The Savages

Jon und Wendy Savage (Philip Seymour Hoffman und Laura Linney), beide um die 40, haben ihren Vater Lenny (Philip Bosco) seit Jahren nicht gesehen. Während der Kindheit hat er sie schlecht behandelt, die Mutter ist irgendwann abgehauen. Doch nun ist Lenny dement und hat Parkinson, so dass die beiden beginnen müssen, Verantwortung zu übernehmen.

In „The Savages“ nimmt sich Regisseurin Tamara Jenkins den ernsten Themen der Altenpflege, des Dementwerdens und auch des Sterbens von Elternteilen an. Überraschenderweise macht sie daraus weniger einen Film über das Abschiednehmen als über das Erwachsenwerden. Die aus den schwer verdaulichen Themen resultierende Trostlosigkeit durchzieht sie dabei immer wieder mit wunderbarem Humor, der nie unangebracht wirkt.

Meine Faszination für „The Savages“ ergibt sich in erster Linie durch die feine Charakterzeichnung: Wendy und Jon sind in keiner Weise perfekt. Wendy hat einen Bürojob, der sie nicht glücklich macht. Sie schreibt semi-autobiographische Theaterstücke, für welche sie allerdings keine Finanzierung bekommt. Schon von ihrem Vater wurde ihr Talent nie geschätzt. Ihr „Freund“ ist einer verheirateter Mann, sie schluckt diverse Pillen gegen Ängste, Depressionen und Schmerzen. Jon lehrt an einem College und ist mit der Publikation eines Buches über Brechts „Episches Theater“ beschäftigt. Seit mehr als drei Jahren ist er mit der Polin Kasia liiert, welche wegen eines auslaufenden Visums zurück nach Polen muss. In seiner Kindheit wurde er von seinem Vater geschlagen und distanzierte sich seitdem von Emotionen, von Beziehungen. So ist es ihm auch unmöglich, Kasia zu heiraten, damit sie bei ihm bleiben kann.

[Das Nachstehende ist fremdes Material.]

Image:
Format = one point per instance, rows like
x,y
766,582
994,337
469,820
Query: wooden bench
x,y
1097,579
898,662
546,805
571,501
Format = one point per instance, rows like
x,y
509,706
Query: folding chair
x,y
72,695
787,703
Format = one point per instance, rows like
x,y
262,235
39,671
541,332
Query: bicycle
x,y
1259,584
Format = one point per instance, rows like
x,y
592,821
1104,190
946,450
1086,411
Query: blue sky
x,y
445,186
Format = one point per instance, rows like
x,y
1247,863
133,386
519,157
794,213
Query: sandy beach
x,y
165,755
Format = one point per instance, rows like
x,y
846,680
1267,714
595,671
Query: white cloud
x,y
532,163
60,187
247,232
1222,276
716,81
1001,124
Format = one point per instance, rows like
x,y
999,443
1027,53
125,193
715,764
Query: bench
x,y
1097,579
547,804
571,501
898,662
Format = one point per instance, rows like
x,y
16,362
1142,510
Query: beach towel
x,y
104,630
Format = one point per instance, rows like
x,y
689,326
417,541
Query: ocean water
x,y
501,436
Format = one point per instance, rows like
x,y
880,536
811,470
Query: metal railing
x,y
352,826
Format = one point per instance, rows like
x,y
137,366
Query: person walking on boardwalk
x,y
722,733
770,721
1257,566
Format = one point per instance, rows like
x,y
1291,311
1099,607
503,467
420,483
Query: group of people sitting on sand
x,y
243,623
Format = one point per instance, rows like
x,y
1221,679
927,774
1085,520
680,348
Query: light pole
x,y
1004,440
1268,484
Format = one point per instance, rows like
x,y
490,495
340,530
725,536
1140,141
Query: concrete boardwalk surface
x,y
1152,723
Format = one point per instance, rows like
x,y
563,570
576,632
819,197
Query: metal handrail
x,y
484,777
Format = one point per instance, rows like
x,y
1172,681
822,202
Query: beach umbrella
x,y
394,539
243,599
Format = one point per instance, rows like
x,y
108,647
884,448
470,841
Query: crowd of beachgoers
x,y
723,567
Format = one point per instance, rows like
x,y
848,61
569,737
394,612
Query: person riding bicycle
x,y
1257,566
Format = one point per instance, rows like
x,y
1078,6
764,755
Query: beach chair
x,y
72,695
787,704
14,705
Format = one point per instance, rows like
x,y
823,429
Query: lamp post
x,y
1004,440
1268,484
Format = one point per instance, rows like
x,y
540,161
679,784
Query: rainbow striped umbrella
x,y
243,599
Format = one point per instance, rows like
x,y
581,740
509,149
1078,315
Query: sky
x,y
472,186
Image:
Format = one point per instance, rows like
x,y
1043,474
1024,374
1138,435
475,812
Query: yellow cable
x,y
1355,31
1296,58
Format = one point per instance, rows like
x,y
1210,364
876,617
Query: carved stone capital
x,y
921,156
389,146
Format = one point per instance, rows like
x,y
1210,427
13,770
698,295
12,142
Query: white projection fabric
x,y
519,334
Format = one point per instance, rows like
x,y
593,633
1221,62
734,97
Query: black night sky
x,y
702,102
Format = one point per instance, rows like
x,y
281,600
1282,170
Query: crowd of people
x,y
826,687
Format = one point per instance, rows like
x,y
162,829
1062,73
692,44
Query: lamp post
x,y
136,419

Brechts „Episches Theater“ will eine Distanz zwischen Publikum und Bühne schaffen, die es dem Zuschauer ermöglicht, das Geschehen zu hinterfragen und darüber nachzudenken. Im Gegensatz zum Dramatischen Theater in der Tradition von Aristoteles werden Gefühle größtenteils vermieden. Jon lebt zu Beginn die Vorstellung vom epischen Theater. Die Wandlung seines Charakters wird in einer Szene besonders schön veranschaulicht: Wendy inszeniert ein Theaterstück über ihre Kindheit; auf der Bühne ist zu sehen, wie der Vater (Lenny) das Kind (Jon) in der Küche verprügelt. Das Kind reagiert aber kaum darauf, sondern fliegt einfach davon, es distanziert sich vom Geschehen. Mit Jon, der die Probe der Szene beobachtet, passiert genau das, was im Brechtschen Theater nicht passieren sollte: Er wird emotional berührt und überwindet die Distanz zu seinen Gefühlen.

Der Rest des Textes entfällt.